Life, Relationships

HIV Am I Living My Legacy?

Am I living the legacy I want to leave behind?  Of all the things I am doing, being, creating, visualizing, etc, the most important “things” are the ones that I created, and the “one” that created me.  Sometimes, however, we –(in this case me) – get so caught up preparing for the future we simply forget about today. 

When I stop and ask myself what would happen if today my  life were taken from me, the following questions come to mind;  did I celebrate my life in the little moments as much as I could have or,  was I too busy facing the future as the present passed me by? 

 Looking at our lives through the lens of another’s pain allows us to see the beauty in what we take for granted.  What we cast off as annoyance, others may consider precious moments. 

There is one such man.  Having now recovered from a crack cocaine addiction he finds himself paralyzed by the realization that he will never have children. He is not married – has no significant other –  and no one beyond his immediate family (and the few people that he has encountered along the way) will be the wiser that he was even here.  

HIV has become his best friend and worst enemy. His “disease” has him “looking better than he has in several years. It has forced him to reprioritize, and take the time to appreciate the “little” things he took for granted before.  He does all that he can to live life to the fullest, as he appreciates the beauty of life and the wonder of it all. He must also contend with the possibility that each cold could mean the beginning for the end and face his mortality head on whenever his T-Cell count dips below a certain number. 

He spends his time by himself.  Life  at times for him, is like a spectator sport. 

HIV keeps him standing on the sidelines and prevents him from getting in the game. His inability to connect with people has forced him to find his faith.  He looks forward to the time he spends singing his praises and giving his cares over to his higher power.  He is no longer possessed by his possessions.  His life no longer lives him, he lives his life. He does many things that he has never taken the time to do.  He does many things most people will get around to when  they“get the time, get more money, the kids get bigger, the kids go off to college, when the kids get married, when the bills are paid, when we lose weight, when loan modification papers are signed , when…when.. when..  This man lives in the now – now – now.  How fortunate for him that his worlds is unencumbered by anything unconnected to his desire to make sense out of his life.  He has faced full blown AIDS and come back.  He knows that his time here is limited. Life to him is precious, like a delicate jewel that he feels blessed to have. 

We on the other hand, wake with a sense of entitlement.  

We complain about, having to do this that and the other thing. We take for granted that we will be here tomorrow to do whatever it is we complain about having to do today.  In truth, if our lives are running us it is because we made it so.  We can make it any way we desire.  I am learning that in many ways. 

Tonight, instead of coming in and heading straight to the laundry room, I sat down.  I ignored the crumbs on the counter, the trash that was slightly overflowing, and the floor that had not been vacuumed.  I did not make a grocery list for tomorrow or plan what we would do or I would accomplish tomorrow. Tonight, the future existed only in the here and now. I danced with my 12yr old son and 10yr old daughter.
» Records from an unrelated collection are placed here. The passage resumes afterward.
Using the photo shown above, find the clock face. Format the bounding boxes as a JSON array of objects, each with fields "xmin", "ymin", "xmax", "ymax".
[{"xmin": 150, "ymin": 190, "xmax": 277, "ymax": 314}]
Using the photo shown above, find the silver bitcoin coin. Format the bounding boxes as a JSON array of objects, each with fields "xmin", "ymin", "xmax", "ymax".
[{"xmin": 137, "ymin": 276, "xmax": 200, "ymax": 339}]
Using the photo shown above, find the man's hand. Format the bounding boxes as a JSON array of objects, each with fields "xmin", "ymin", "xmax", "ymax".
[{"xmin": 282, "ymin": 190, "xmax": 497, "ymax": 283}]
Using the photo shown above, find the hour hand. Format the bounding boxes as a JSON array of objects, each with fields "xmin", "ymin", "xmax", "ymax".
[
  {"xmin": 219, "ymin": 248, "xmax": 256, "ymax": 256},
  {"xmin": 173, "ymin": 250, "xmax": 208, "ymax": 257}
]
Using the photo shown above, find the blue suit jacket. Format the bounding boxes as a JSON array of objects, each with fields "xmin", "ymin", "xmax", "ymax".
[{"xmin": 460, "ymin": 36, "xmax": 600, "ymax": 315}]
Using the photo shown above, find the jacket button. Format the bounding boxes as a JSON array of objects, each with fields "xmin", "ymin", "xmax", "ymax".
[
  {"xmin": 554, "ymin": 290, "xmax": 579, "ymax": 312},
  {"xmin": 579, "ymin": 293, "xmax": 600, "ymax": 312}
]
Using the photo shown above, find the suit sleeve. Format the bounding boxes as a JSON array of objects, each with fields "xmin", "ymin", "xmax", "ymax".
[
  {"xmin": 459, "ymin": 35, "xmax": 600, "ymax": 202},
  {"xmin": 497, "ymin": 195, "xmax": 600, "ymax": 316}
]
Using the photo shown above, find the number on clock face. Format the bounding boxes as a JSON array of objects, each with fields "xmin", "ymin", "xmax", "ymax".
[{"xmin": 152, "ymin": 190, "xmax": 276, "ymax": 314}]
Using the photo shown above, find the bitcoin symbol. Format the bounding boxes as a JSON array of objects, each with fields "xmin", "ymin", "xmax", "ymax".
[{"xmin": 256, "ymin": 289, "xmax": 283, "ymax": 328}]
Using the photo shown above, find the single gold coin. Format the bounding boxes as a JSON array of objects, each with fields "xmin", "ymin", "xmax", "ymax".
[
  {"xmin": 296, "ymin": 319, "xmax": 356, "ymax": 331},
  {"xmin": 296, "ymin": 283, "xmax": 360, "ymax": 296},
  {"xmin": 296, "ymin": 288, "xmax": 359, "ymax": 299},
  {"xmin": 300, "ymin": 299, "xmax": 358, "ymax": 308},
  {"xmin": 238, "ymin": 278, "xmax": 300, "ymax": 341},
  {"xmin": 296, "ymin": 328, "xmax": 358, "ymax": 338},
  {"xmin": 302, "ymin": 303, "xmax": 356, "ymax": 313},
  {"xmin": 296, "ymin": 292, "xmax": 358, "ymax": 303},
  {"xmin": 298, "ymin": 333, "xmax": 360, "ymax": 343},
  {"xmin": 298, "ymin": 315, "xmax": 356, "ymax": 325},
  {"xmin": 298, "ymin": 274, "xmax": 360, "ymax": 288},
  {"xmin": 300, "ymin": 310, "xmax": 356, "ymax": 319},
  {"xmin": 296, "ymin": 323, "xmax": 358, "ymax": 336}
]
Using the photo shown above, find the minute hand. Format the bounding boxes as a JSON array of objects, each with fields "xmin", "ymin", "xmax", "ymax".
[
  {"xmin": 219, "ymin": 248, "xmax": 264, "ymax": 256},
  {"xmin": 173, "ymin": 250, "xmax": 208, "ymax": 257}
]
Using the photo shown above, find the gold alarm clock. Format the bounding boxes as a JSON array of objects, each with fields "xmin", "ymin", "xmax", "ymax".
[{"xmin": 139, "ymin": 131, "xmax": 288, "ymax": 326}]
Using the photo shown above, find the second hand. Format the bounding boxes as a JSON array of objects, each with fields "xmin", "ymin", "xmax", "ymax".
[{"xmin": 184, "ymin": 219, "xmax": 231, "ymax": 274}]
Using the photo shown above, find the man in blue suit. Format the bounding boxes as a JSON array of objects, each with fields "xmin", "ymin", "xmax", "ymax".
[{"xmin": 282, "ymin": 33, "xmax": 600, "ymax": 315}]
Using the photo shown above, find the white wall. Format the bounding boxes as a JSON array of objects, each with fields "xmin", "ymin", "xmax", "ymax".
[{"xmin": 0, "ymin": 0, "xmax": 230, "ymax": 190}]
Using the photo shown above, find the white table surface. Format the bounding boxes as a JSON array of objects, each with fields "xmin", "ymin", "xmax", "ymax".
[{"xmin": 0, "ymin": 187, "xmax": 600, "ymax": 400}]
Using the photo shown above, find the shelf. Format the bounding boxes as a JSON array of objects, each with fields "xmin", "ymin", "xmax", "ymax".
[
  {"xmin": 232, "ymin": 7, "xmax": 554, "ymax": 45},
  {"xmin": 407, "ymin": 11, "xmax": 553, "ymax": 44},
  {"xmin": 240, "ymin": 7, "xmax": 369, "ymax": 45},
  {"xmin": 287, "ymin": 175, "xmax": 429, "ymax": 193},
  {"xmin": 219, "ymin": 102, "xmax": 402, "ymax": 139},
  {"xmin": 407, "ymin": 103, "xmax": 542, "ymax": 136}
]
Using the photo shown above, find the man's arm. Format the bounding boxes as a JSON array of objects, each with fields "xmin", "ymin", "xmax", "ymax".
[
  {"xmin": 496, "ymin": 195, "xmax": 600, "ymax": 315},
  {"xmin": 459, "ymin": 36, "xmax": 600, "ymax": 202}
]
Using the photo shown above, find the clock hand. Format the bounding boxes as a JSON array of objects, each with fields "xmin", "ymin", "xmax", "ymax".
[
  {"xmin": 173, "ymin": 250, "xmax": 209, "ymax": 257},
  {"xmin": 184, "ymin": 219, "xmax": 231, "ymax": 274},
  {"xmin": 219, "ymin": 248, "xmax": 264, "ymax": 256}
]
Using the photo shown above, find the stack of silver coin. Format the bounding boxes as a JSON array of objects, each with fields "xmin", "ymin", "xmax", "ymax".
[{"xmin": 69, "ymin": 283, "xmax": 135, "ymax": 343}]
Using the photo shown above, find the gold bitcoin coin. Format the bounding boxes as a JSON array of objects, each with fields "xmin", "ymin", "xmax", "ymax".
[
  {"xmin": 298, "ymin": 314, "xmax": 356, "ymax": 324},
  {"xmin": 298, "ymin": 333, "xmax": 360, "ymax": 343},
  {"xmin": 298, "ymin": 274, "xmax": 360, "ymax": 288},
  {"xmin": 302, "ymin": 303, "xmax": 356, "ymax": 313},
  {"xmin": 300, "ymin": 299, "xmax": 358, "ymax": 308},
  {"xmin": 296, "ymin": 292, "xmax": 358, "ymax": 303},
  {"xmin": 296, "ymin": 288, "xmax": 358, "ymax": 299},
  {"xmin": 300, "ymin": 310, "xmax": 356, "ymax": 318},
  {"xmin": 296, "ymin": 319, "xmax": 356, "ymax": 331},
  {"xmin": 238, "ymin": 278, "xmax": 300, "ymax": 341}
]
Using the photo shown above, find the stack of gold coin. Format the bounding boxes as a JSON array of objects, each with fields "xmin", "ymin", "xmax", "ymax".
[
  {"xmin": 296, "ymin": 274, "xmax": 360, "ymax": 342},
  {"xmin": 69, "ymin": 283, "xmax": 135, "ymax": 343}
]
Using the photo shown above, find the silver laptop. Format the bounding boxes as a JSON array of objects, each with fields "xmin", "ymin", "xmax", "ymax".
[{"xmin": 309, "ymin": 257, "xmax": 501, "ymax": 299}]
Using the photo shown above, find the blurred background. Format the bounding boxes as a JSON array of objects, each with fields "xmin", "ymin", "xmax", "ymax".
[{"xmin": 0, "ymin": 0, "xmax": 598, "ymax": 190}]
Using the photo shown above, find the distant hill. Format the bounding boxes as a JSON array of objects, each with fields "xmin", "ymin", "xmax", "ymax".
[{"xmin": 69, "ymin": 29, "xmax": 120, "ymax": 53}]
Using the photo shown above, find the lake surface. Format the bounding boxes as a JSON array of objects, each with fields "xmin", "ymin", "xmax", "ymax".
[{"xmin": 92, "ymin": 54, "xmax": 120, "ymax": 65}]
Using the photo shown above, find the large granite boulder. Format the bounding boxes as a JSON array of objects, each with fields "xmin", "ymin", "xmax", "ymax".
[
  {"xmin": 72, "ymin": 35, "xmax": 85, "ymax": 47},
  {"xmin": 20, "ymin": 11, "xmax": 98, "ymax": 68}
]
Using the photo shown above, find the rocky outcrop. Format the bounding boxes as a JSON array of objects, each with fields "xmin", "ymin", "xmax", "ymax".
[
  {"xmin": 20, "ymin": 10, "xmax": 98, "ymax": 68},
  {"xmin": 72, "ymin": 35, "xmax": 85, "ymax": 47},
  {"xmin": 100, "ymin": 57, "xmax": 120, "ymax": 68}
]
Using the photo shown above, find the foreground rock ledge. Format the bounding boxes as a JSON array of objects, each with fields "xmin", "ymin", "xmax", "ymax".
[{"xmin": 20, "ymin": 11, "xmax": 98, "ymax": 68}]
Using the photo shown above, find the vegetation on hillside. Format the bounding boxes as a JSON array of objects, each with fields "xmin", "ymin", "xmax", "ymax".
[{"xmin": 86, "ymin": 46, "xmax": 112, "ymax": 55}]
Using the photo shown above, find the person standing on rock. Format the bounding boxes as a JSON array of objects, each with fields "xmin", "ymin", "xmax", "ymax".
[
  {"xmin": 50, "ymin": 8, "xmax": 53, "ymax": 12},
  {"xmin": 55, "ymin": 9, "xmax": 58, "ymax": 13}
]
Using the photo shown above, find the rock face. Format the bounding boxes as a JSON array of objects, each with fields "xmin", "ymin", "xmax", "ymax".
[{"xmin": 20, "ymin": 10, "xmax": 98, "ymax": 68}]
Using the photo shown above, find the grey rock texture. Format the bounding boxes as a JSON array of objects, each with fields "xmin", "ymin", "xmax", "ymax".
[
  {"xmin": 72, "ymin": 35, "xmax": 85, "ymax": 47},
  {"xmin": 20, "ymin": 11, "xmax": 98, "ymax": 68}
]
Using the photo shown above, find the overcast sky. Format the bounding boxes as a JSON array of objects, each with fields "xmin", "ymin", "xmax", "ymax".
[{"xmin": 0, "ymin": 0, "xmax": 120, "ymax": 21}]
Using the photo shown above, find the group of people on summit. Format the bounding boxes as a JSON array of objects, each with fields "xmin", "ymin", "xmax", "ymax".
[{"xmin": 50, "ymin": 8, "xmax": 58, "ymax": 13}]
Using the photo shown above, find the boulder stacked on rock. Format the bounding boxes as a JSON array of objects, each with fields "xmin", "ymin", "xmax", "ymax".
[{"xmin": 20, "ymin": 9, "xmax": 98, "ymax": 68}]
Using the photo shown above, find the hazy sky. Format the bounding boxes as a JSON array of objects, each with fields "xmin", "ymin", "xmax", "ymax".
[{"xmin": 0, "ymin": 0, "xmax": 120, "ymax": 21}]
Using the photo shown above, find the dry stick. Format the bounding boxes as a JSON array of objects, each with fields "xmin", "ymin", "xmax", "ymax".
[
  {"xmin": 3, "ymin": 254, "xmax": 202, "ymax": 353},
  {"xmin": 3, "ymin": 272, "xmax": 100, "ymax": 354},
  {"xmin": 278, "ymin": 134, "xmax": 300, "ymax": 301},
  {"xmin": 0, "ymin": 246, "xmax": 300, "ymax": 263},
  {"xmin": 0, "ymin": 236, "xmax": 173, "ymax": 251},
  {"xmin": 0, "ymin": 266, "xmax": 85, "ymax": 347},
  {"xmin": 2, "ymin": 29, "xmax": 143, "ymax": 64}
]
They laughed as I stumbled through the words to an 80’s song.  I listened to my 81yr old mother repeat the news stories that she listened to today.  I raced my 16yr old daughter to the table in the formal dining room for the last diet soda.  We all  listened to my 4yr old daughter tell me that she had to “think” about whether or not she wanted to take a bath and finally laughed when she decided not to.  When I felt myself drawn to a song that reminded me of a difficult time with my-ex husband – I glanced at my 15yr old son who, in his spitting image smiled and said simply “I love you Mom.”  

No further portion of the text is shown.